Now here is where things got weird a few days after my 3rd to last round of chemo, and many disappointed tears, my MyChart was updated with the notes from my radiologist appointment. I read over the notes from Dr. Patel. This was when I noticed something I had not noticed before. My pathology report from after my double mastectomy. Most of what was on it I have already known but what caught my eye was the words: STAGE 3A. This threw me for a loop because the whole time I have thought I was at stage 2 since that was my diagnosis in the beginning, it never occurred to me that it could have changed after my surgery when they tested everything they removed including the 14 lymph nodes (7 positive for cancer). I went over all my treatments and next steps with my doctors but never realized that my stage had advanced. I don't know if it wasn't mentioned or I just didn't hear it. Again why its so important to have others with you at appointments.
So my week of 3's were......
3rd to last Chemo
33 weeks of Radiation conversation
and STAGE 3 cancer realization.
So officially I have Stage 3A (Invasive Ductal Carcinoma grade II with DCIS grade II Breast Cancer, ER/PR+ Her2-)
I noticed that the number 3 was prevalent in my week on Sunday night and started to write this blog but fell asleep and woke up at....drumroll and Im not even joking.... 3:33AM! WHAT?? Honestly what are the odds?
So I had to see if there could be a meaning to it.

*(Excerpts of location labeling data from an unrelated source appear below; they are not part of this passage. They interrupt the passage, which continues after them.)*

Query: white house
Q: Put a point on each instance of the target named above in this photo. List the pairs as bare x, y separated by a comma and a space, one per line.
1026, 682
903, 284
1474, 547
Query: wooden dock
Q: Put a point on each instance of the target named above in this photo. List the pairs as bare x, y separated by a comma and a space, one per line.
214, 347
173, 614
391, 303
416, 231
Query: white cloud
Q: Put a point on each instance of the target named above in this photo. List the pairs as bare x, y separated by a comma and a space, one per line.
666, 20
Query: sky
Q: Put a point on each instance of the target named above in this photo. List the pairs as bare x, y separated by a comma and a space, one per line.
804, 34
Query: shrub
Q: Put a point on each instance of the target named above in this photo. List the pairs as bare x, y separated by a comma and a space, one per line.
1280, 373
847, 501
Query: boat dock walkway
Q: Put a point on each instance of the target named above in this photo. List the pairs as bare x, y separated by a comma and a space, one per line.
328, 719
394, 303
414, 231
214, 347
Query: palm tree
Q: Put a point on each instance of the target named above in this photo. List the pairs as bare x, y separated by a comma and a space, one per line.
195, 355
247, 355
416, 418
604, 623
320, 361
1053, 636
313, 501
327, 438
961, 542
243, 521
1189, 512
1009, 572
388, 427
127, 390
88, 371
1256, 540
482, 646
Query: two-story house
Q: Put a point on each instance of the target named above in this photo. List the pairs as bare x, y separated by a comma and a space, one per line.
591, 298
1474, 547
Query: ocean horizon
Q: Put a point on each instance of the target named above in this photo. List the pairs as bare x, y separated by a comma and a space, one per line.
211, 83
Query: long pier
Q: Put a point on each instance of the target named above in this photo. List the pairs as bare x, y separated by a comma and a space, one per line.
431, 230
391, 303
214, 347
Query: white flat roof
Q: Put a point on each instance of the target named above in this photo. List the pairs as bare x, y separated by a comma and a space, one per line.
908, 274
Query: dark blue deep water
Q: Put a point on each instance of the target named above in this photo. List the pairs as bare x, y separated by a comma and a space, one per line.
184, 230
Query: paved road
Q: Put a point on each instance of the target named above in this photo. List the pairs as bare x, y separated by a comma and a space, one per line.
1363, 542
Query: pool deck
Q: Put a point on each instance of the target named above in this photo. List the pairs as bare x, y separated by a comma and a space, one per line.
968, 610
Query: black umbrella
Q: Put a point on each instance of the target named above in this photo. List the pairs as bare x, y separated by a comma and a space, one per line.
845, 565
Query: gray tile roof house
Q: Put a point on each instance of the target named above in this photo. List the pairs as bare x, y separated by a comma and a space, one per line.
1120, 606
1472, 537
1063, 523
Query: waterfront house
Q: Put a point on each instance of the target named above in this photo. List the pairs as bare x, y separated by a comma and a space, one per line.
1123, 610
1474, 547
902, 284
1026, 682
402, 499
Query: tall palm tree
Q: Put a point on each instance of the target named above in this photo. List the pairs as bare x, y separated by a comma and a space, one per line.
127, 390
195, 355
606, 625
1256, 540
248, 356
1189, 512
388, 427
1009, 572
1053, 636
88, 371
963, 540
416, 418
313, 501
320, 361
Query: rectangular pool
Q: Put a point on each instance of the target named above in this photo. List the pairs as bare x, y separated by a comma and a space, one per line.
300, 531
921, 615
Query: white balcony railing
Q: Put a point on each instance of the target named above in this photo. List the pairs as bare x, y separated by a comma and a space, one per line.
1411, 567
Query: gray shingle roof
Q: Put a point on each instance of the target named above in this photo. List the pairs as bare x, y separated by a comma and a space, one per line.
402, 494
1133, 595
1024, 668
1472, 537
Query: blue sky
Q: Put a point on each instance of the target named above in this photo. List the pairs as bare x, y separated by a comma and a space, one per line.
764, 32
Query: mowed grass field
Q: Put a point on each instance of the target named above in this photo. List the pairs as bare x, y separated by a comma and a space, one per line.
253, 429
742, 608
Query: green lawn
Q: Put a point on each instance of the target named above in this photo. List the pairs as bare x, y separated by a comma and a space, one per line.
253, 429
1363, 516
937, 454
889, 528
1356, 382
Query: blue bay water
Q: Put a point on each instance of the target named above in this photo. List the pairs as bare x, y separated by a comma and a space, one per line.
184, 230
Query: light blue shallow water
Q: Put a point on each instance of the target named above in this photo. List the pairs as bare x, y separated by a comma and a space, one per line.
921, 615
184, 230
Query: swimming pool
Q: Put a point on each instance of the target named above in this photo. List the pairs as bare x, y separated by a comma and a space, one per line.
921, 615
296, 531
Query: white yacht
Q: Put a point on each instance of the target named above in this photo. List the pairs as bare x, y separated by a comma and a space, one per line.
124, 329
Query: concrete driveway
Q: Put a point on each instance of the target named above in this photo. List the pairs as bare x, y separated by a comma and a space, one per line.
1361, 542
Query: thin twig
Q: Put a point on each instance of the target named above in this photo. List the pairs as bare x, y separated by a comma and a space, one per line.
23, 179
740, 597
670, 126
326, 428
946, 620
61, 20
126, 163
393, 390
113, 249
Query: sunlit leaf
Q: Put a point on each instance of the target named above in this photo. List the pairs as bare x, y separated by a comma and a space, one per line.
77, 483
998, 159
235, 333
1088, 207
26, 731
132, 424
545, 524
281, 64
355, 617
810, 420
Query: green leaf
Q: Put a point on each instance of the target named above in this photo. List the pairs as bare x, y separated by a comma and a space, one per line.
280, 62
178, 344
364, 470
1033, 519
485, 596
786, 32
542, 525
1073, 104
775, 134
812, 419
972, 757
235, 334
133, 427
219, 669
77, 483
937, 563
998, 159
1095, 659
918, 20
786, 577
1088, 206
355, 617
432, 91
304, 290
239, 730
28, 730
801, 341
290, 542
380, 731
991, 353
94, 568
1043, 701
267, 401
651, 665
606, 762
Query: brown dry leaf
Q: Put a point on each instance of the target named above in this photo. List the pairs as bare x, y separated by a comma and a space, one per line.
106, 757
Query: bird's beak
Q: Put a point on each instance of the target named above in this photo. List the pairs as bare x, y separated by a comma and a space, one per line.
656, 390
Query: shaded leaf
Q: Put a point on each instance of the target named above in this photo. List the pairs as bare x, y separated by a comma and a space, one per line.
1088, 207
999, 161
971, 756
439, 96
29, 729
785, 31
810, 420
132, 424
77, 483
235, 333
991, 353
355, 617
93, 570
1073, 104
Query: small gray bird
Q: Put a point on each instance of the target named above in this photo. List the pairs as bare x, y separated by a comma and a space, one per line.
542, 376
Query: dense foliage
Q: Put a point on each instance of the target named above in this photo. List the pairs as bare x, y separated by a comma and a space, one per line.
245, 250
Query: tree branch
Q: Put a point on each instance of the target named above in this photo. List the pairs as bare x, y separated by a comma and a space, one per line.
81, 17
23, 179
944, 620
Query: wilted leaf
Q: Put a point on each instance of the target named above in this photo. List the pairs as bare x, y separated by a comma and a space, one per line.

Here is what I learned:
According to Pythagoras (Greek Philosopher) the number 3 was considered as the perfect number, the number of harmony, wisdom and understanding.
In astrology, the number 3 is linked to Jupiter, the planet of joy, abundance, success, good fortune, and wisdom
Spiritually: 3 is an angel number and seeing it indicates that the mind, body and spirit are in perfect harmony. A new chapter is on the horizon and your guardian angels want you to embrace it.
In Chinese culture 3 is considered a good number because it sounds like the word that means "to live" or "life"
So is 3 a MAGIC Number? I don't know.
Whether you believe in symbols or not, I am taking the Number 3 and all the positive meaning to heart. Learning that I was at Stage 3 makes the 33 rounds of radiation easier to take. It makes more sense to me and I have made peace with the fact that my journey will be longer than I expected.